Trump's pet Mexican wall could be financed by import tax

The new tax is likely to bring in $10 billion annually, which can be utilised to build the wall.

The Dollar Business Bureau

Hinting at another major foreign policy shift, Trump has proposed to impose 20% tax on imports from all the countries America has a trade deficit with. The proceeds thereof, the White House said, will finance the construction of a wall on the Mexican border, which was Trump campaign's signature election promise.

Deeming the 20% import tax proposal as one that is practiced by 160 countries, White House Press Secretary Sean Spicer called the US trade policy of taxing exports and letting imports move freely ridiculous. He also estimated that the new tax is likely to bring in $10 billion annually, which can be utilised to build the wall.

"But the other net positive that you have to realise is that through the wall, not only do we secure our border but I think we are going to save additional money that we would have had to spend on tracking down illegal immigrants and on immigration," Spicer said, defending the widely-criticised proposal of a physical barrier between US and Mexico.

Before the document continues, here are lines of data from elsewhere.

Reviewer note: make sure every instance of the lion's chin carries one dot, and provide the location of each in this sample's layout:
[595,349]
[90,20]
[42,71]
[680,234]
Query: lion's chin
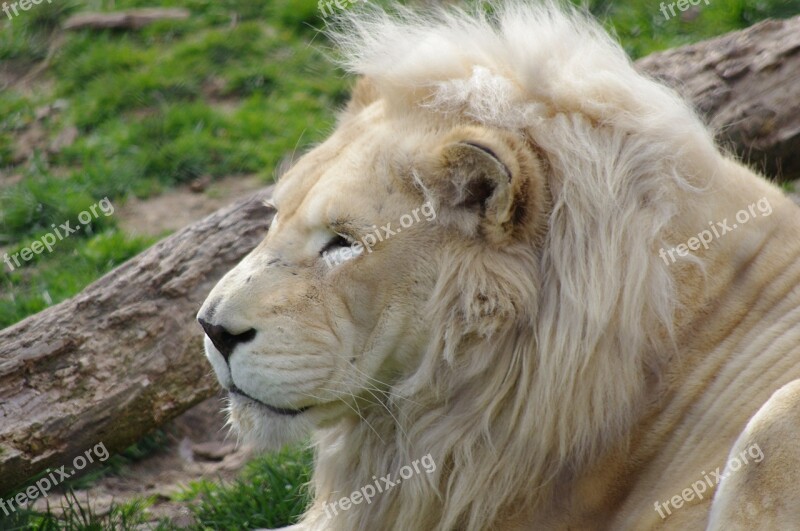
[263,429]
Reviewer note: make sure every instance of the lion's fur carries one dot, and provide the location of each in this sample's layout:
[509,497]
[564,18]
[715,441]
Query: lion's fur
[549,354]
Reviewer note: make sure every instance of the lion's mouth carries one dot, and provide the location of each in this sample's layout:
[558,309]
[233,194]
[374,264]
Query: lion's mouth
[279,410]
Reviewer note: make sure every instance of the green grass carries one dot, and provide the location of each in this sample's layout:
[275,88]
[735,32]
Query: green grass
[270,492]
[231,90]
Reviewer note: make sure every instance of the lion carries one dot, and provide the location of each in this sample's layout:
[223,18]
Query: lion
[515,289]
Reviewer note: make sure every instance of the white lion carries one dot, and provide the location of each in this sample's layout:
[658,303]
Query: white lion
[543,284]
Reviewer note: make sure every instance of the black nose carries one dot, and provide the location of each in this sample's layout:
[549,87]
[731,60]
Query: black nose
[224,340]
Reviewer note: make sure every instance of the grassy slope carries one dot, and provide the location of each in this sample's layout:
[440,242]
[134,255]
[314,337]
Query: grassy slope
[232,90]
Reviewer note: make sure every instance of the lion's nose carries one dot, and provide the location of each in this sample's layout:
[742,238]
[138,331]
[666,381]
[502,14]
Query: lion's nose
[223,339]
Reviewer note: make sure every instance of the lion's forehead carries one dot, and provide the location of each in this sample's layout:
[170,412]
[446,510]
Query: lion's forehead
[356,176]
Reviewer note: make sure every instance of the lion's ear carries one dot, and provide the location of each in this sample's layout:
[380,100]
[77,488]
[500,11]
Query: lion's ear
[481,179]
[476,178]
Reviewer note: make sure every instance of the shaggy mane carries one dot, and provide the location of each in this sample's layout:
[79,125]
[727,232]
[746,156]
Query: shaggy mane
[539,356]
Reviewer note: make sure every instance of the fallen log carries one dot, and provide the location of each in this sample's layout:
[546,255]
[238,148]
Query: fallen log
[122,357]
[747,86]
[134,19]
[125,355]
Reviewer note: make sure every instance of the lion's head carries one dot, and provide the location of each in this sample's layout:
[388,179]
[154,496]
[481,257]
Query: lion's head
[468,266]
[333,307]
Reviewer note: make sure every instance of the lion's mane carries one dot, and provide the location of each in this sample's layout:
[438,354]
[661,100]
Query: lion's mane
[539,357]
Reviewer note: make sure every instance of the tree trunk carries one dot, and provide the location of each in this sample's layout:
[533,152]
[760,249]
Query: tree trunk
[747,86]
[125,355]
[122,357]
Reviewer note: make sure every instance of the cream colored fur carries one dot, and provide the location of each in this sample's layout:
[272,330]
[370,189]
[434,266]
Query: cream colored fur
[530,338]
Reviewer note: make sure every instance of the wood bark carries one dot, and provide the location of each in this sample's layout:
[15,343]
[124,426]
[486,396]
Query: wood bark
[122,357]
[134,19]
[125,355]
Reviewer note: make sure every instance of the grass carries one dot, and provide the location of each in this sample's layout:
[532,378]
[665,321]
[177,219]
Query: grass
[231,90]
[269,493]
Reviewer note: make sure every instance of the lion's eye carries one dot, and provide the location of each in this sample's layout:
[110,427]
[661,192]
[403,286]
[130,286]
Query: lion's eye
[337,242]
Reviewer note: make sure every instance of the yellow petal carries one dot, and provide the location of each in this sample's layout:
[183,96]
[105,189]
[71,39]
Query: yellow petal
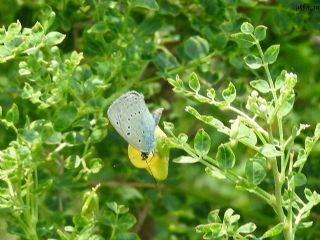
[156,166]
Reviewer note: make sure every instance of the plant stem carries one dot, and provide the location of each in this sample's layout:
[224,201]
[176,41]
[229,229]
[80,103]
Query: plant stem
[278,178]
[252,121]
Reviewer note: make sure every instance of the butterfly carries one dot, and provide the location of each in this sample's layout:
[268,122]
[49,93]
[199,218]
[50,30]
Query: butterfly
[131,118]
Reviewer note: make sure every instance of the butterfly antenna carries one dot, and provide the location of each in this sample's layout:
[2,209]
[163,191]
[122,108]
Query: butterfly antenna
[149,168]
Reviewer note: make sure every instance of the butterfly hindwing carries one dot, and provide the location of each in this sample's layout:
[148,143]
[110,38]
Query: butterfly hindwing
[131,118]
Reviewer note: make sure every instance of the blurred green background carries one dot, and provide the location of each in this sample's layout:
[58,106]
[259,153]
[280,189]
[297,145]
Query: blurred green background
[139,49]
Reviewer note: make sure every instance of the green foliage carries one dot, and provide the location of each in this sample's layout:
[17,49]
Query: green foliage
[250,132]
[65,174]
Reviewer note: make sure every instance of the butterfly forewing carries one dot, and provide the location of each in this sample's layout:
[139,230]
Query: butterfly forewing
[131,118]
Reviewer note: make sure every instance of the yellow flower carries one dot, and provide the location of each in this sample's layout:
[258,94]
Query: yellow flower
[157,163]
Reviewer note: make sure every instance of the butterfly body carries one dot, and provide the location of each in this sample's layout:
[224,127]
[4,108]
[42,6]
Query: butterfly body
[131,118]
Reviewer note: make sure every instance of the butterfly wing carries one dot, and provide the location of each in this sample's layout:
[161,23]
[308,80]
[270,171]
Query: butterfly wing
[131,118]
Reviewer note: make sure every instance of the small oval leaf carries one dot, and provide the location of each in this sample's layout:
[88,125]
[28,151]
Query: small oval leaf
[202,143]
[225,156]
[271,54]
[186,159]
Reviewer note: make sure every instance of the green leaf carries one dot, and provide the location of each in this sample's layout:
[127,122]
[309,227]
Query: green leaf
[29,135]
[216,123]
[246,134]
[202,143]
[147,4]
[243,40]
[247,28]
[186,159]
[253,61]
[64,117]
[276,230]
[261,85]
[260,32]
[210,227]
[193,111]
[229,94]
[168,127]
[49,136]
[299,179]
[286,106]
[13,114]
[301,159]
[225,157]
[280,80]
[247,228]
[100,27]
[305,224]
[165,61]
[271,54]
[72,162]
[256,170]
[211,93]
[215,173]
[182,138]
[54,38]
[227,214]
[95,165]
[194,83]
[195,47]
[317,131]
[269,151]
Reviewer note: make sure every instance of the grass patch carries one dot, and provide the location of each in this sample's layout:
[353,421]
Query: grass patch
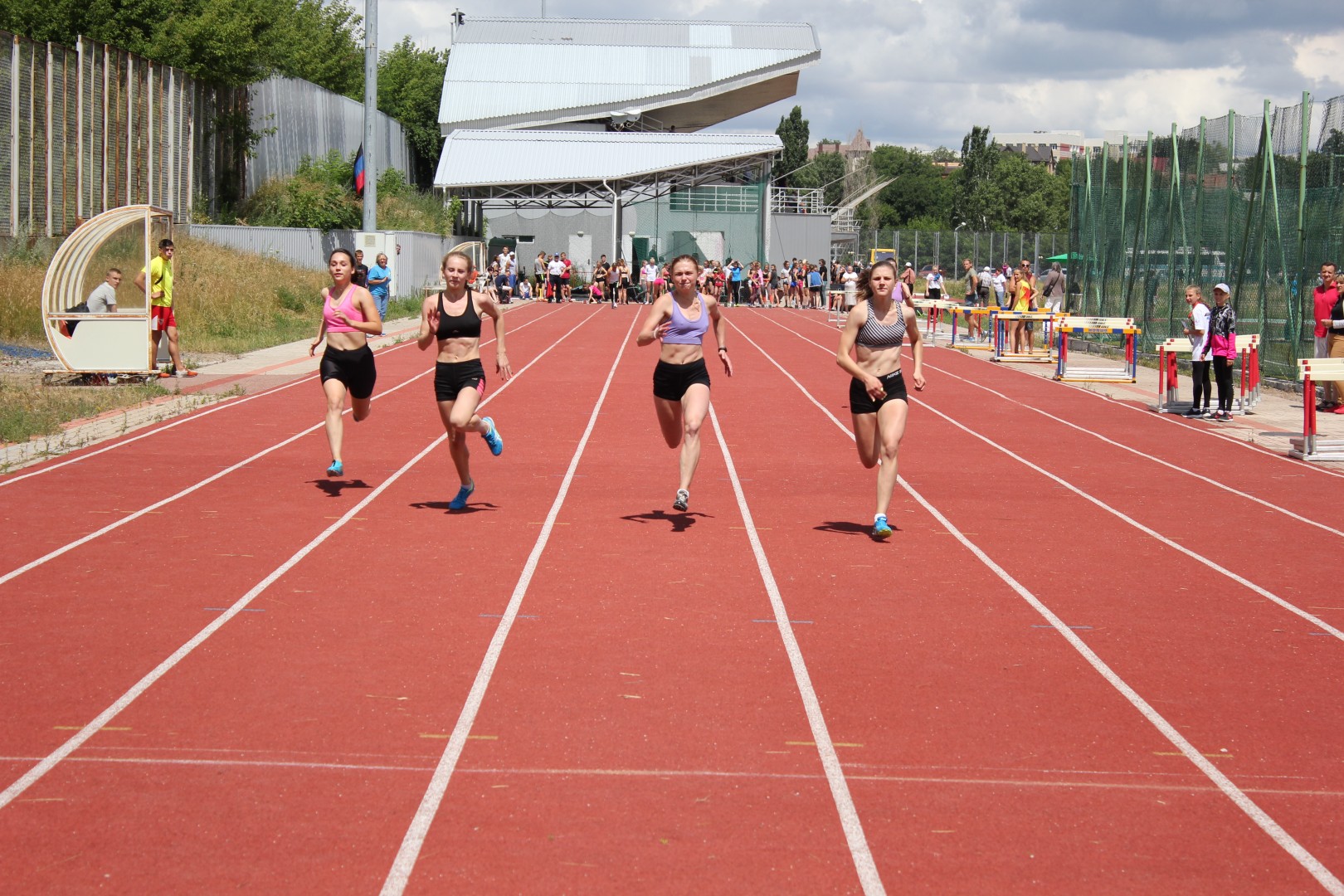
[30,410]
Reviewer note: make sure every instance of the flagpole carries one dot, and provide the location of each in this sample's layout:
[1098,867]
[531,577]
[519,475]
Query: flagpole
[370,222]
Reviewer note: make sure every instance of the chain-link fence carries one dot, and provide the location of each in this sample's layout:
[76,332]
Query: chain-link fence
[947,249]
[89,128]
[1250,201]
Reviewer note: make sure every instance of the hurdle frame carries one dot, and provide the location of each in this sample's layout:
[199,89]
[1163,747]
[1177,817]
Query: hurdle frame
[1046,355]
[1074,325]
[1309,445]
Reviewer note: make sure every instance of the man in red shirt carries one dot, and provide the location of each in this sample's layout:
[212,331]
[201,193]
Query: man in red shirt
[1322,299]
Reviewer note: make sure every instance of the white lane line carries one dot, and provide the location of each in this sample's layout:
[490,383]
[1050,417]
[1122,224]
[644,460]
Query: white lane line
[1269,596]
[1259,816]
[202,484]
[50,762]
[197,416]
[859,852]
[414,840]
[1166,418]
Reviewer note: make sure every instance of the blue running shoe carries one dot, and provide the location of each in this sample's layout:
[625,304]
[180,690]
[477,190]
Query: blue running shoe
[880,529]
[463,494]
[492,437]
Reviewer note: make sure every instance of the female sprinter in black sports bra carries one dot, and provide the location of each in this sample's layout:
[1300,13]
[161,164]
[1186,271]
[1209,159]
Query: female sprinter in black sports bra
[453,320]
[874,332]
[350,317]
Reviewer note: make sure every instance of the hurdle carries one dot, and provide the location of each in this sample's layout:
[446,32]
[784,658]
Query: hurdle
[1043,355]
[988,345]
[1098,325]
[1248,351]
[1168,382]
[933,309]
[1311,446]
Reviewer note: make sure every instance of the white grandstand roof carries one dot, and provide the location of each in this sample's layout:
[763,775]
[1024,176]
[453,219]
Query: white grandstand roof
[652,75]
[567,167]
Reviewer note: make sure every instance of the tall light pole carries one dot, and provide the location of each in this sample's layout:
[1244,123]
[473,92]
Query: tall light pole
[370,222]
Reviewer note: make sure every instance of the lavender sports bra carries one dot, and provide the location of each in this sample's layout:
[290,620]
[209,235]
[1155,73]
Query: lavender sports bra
[686,332]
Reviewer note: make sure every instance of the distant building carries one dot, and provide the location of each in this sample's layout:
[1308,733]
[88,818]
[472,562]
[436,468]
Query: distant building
[855,152]
[1049,147]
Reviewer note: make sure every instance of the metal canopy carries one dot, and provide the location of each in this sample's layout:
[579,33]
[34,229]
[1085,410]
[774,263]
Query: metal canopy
[587,169]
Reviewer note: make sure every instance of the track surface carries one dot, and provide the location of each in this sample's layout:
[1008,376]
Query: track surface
[1077,666]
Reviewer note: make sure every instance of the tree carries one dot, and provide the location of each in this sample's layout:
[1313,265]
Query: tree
[976,201]
[828,171]
[410,82]
[793,132]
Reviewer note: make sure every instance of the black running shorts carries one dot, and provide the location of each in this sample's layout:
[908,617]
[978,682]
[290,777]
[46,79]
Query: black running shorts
[351,367]
[452,377]
[863,403]
[672,381]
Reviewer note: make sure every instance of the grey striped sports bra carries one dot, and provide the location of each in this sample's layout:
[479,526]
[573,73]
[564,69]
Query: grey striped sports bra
[875,334]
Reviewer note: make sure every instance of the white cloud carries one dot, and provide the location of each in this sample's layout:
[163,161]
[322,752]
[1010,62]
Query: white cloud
[923,74]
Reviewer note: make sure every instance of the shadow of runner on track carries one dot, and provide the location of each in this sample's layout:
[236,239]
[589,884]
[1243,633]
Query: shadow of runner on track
[680,522]
[480,507]
[335,486]
[850,528]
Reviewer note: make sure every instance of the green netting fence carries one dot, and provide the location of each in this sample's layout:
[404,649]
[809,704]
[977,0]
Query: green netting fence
[1255,202]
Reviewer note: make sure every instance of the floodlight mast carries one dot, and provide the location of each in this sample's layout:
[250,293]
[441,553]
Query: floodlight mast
[370,219]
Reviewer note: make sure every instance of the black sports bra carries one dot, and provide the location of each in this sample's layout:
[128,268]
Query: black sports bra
[465,325]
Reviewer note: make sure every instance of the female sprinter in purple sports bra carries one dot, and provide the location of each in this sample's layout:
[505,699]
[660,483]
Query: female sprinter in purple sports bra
[350,317]
[875,329]
[680,381]
[453,320]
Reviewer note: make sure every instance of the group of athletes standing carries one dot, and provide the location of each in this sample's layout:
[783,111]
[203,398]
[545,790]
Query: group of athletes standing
[869,353]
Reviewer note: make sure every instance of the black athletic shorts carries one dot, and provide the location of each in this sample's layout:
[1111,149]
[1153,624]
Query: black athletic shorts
[452,377]
[353,367]
[672,381]
[863,403]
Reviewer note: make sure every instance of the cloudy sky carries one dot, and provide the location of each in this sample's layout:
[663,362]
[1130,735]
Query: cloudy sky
[921,74]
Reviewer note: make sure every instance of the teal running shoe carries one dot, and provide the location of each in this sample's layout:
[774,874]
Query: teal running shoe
[492,437]
[880,528]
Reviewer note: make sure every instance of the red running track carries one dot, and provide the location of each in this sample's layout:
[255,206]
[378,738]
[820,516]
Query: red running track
[1064,674]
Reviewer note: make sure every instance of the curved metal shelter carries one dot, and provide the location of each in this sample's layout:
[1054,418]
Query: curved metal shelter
[114,342]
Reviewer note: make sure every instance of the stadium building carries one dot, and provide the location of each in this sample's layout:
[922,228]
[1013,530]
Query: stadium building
[587,136]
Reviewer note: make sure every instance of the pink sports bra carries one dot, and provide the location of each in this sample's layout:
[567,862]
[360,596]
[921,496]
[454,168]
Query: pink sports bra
[347,305]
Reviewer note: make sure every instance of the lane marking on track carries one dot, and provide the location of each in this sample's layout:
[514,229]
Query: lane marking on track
[1259,816]
[1166,418]
[1121,445]
[153,508]
[1269,596]
[859,852]
[1175,786]
[414,840]
[54,758]
[222,406]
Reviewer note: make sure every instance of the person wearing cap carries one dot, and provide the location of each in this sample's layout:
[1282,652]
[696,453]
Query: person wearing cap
[1322,301]
[1333,324]
[1222,340]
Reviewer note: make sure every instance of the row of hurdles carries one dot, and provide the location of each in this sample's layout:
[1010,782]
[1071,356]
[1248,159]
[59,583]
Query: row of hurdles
[1057,331]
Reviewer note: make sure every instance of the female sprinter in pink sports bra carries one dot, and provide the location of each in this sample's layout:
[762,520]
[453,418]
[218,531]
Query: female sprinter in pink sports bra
[350,317]
[452,319]
[680,381]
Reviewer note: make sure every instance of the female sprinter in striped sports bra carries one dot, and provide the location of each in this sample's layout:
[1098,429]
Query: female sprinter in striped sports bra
[350,317]
[680,381]
[874,332]
[452,319]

"The idea is to show that generating revenue for the wall is not as difficult as some might have suggested. One measure alone could do this. So as we move forward the idea today wasn’t rolling it out or being prescriptive or announce anything, it's to say hey look, it's not that hard to do," he said.

So far, Mexico is the only country implied in the 'border tax' proposal. China's huge trade surplus with US makes it equally vulnerable. More than 40% of US trade deficit in goods comes from China. Canada, Japan and Germany are among other countries that US runs the highest deficit with. It so happens that the top five trading partners of US in terms of volume of trade (goods only) are also the ones that it has the largest deficit with.

US is among the countries running the largest trade deficits in the world, which amounted to $500.4 billion in total, and $762.5 billion in goods alone in 2015. China takes a lion's share of this deficit, which was about $367 billion in 2015. Trump has vowed to bring a sweeping change on this account by reviving manufacturing in America.

The plan intended to deter imports and set right the Balance of Payment (BOP) situation is still in its early stages. It can only be implemented with support from both the houses, which shouldn't be as big an obstacle considering the Republican majority in both, the House and the Senate.